I hate the attic. P, who doesn’t have a head for heights, hasn’t been up there at all. It’s completely unlike the attic of my parents’ house, built in the 90s, with large rafters and a fitted light. It’s dark. Splinters come off the roof beams. The rafters are barely a foot apart and not very deep. The space has hardly been used for anything in the 70 years this house has been here, so it is beyond filthy. There are weird wires dangling around (an antenna?) It has now been insulated, and the insulation material is prickly asbestos. Worse, it has just been laid on top of the rafters, so you can no longer see where it is safe to tread and where not.

We heft a large MDF board into the attic to lay on top of the insulation so that I can crawl to the nearest visible tennis ball. I have to crawl holding a fluorescent tube in one hand like a light sabre. When I finally get there, I can see that the nest is very old indeed. It’s probably been there undisturbed for a decade. It’s broken around the middle and empty. After the effort of getting up there it’s a bit of a disappointment.

I give up trying to get to the other visible one. It’s completely the far side of the attic. If it too isn’t long since dead, pest control can come and deal with it if it becomes a problem. As for the other four which the surveyor saw but I can’t make out using my tube light — we’ll just have to hope that being smothered in asbestos has done for them.
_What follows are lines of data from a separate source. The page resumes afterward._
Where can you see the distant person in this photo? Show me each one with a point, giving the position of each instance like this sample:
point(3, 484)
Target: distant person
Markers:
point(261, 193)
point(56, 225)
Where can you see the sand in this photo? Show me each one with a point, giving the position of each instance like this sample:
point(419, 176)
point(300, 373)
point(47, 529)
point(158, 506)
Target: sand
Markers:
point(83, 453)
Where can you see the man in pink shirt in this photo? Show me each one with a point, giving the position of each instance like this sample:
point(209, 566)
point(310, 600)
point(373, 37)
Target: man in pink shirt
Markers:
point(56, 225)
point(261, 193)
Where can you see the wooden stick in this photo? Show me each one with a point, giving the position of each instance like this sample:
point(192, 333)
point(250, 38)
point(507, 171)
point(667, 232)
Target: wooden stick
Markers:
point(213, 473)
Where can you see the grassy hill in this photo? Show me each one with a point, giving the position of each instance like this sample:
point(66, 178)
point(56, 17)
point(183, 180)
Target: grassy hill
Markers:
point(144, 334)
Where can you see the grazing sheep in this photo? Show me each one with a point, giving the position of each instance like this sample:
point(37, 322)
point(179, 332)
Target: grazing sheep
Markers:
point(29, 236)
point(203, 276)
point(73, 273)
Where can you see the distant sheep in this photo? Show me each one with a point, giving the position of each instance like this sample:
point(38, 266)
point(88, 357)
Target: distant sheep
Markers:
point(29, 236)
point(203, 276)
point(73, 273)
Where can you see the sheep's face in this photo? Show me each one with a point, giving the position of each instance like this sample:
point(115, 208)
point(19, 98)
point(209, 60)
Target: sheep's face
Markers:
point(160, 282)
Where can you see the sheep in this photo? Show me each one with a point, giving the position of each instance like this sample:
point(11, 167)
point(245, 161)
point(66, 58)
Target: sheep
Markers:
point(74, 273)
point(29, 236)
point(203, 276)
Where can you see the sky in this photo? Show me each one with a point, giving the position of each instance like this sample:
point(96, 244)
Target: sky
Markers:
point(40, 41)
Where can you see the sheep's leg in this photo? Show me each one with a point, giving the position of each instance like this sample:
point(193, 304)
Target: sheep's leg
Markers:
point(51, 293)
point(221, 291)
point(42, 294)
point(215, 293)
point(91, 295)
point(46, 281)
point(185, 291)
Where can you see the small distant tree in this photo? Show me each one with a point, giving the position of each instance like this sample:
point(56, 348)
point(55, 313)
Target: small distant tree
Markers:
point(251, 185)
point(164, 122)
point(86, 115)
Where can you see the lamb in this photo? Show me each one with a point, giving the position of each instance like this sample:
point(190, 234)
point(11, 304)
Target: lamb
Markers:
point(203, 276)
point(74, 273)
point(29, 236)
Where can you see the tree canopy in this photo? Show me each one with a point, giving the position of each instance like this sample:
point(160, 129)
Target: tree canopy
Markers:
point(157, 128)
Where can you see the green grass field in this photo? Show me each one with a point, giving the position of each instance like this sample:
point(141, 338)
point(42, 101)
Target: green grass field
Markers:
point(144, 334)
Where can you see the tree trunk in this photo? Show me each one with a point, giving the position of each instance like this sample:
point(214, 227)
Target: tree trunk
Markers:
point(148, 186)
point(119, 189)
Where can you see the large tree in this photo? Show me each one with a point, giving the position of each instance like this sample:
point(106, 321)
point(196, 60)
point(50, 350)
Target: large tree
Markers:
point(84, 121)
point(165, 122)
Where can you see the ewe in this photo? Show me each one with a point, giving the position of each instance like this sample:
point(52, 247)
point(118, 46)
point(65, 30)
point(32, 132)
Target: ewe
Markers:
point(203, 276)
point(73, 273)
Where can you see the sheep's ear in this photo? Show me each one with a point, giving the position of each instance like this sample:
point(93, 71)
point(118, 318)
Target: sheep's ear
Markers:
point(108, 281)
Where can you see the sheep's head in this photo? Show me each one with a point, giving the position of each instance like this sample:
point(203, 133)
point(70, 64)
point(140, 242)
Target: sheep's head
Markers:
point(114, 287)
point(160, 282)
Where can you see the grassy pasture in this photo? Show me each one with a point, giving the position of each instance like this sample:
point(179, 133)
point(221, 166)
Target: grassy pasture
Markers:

Bah. On with the week. And on with trying to shake the nasty suspicion that the spider was in the coffee all along, and didn’t drown in dregs after I put the cup down…

Not sure…


Not sure…

Originally uploaded by nilexuk.

… I like there things you call “mornings”. Although I could get used to Full Yorkshire Breakfast,

The snow has melted from the roads but there is still plenty on the paths. People have trampled the verges where the crocuses were.